We currently observe a disconcerting phenomenon in machine learning studies in psychiatry: While we would expect larger samples to yield better results due to the availability of more data, larger machine learning studies consistently show much weaker performance than the numerous small-scale studies. Here, we systematically investigated this effect focusing on one of the most heavily studied questions in the field, namely the classification of patients suffering from Major Depressive Disorder (MDD) and healthy controls based on neuroimaging data. Drawing upon structural MRI data from a balanced sample of N = 1868 MDD patients and healthy controls from our recent international Predictive Analytics Competition (PAC), we first trained and tested a classification model on the full dataset which yielded an accuracy of 61%. Next, we mimicked the process by which researchers would draw samples of various sizes (N = 4 to N = 150) from the population and showed a strong risk of misestimation. Specifically, for small sample sizes (N = 20), we observe accuracies of up to 95%. For medium sample sizes (N = 100) accuracies up to 75% were found. Importantly, further investigation showed that sufficiently large test sets effectively protect against performance misestimation whereas larger datasets per se do not. While these results question the validity of a substantial part of the current literature, we outline the relatively low-cost remedy of larger test sets, which is readily available in most cases.

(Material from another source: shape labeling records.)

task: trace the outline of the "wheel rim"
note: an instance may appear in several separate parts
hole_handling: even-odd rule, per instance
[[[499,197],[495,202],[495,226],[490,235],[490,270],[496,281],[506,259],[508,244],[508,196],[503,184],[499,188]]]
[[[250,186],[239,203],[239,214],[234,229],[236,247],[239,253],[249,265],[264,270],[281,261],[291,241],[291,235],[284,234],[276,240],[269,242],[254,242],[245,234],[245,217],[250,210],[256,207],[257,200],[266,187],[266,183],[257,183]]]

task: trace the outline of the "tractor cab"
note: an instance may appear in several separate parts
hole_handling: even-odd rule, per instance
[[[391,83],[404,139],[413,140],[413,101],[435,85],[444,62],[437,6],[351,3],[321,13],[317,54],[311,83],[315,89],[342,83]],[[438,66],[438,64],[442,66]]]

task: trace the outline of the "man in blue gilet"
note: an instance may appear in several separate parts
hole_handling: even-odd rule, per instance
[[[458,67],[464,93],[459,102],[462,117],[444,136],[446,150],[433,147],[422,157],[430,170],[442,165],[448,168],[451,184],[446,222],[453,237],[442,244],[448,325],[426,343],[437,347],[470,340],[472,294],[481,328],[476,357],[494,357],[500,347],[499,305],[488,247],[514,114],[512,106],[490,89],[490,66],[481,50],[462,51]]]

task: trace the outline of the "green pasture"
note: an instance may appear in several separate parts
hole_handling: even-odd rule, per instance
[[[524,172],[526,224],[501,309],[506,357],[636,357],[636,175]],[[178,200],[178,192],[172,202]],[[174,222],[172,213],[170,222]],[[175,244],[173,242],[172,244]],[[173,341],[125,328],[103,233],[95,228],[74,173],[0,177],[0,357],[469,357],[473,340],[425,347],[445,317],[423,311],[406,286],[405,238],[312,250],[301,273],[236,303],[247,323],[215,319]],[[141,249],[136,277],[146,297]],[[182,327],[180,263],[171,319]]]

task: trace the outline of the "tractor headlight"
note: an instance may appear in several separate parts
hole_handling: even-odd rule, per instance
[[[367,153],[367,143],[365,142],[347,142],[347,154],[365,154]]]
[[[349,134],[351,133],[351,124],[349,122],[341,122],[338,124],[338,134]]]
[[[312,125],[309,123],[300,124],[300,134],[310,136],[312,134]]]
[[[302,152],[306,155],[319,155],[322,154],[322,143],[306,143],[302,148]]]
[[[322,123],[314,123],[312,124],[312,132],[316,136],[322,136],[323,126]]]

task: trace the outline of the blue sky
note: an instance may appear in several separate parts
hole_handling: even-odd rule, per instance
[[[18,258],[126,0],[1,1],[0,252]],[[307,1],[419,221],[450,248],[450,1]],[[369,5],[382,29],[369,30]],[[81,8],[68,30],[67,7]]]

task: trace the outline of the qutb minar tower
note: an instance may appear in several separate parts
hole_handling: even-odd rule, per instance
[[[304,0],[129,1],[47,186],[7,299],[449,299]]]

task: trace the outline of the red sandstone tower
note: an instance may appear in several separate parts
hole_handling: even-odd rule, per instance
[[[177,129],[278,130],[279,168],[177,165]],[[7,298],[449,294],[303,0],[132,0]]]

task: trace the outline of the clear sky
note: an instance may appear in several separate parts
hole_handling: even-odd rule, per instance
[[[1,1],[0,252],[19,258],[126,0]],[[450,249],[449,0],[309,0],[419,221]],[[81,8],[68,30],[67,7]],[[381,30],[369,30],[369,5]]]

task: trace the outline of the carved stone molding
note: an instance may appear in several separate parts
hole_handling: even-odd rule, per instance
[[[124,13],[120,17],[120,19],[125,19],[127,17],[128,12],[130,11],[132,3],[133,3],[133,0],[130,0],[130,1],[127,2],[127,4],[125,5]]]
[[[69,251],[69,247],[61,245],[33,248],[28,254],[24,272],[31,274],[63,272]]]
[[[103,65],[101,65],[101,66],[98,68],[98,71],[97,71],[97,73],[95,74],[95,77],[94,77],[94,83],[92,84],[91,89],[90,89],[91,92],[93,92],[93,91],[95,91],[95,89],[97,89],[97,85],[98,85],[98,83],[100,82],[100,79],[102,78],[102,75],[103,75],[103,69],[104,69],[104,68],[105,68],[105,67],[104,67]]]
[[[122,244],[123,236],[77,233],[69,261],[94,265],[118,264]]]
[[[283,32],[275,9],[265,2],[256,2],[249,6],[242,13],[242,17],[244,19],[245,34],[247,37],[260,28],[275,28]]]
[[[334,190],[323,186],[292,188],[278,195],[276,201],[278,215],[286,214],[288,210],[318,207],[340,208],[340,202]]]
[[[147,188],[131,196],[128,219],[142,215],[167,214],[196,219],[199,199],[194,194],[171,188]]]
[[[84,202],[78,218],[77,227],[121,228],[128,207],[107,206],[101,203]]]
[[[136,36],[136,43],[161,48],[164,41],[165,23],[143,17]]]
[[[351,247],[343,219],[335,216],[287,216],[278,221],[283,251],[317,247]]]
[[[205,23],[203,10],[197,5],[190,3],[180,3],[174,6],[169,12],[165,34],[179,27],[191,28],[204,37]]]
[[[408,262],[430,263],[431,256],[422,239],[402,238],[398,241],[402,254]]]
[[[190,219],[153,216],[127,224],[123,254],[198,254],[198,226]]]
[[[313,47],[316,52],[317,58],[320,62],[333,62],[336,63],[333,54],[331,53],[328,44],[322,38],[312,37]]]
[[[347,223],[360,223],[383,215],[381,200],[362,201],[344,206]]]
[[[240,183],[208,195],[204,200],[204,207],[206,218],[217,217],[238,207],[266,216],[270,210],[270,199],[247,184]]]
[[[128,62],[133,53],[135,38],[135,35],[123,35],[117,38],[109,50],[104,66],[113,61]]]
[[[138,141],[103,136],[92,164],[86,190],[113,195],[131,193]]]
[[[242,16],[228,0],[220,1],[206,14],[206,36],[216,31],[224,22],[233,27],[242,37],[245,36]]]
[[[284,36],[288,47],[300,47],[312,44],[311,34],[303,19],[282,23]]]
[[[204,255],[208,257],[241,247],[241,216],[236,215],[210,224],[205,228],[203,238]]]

我们目前在精神病学的机器学习研究中观察到一个令人不安的现象

尽管我们期望更大的样本由于数据的可用性而产生更好的结果，但更大的机器学习研究始终显示出比众多小规模研究弱得多的性能。在这里，我们集中研究了这个问题，重点是该领域研究最多的问题之一，即基于神经影像学数据对患有重度抑郁症（MDD）和健康对照的患者进行分类。利用我们最近的国际预测分析竞赛（PAC）中来自 N = 1868 名 MDD 患者和健康对照的平衡样本的结构 MRI 数据，我们首先在全数据集上训练和测试了分类模型，该模型的准确率为 61%。接下来，我们模拟了研究人员从人群中抽取各种大小样本（N = 4 到 N = 150）的过程，并显示出严重的估计错误风险。具体来说，对于小样本量（N = 20），我们观察到高达 95%的准确率。对于中等样本量（N = 100），发现准确率高达 75%。重要的是，进一步的调查表明，足够大的测试集可以有效地防止性能估计错误，而大数据集本身并不能。虽然这些结果对当前文献的很大一部分提出了质疑，但我们概述了相对低成本的补救措施，即更大的测试集，这在大多数情况下都可以轻松获得。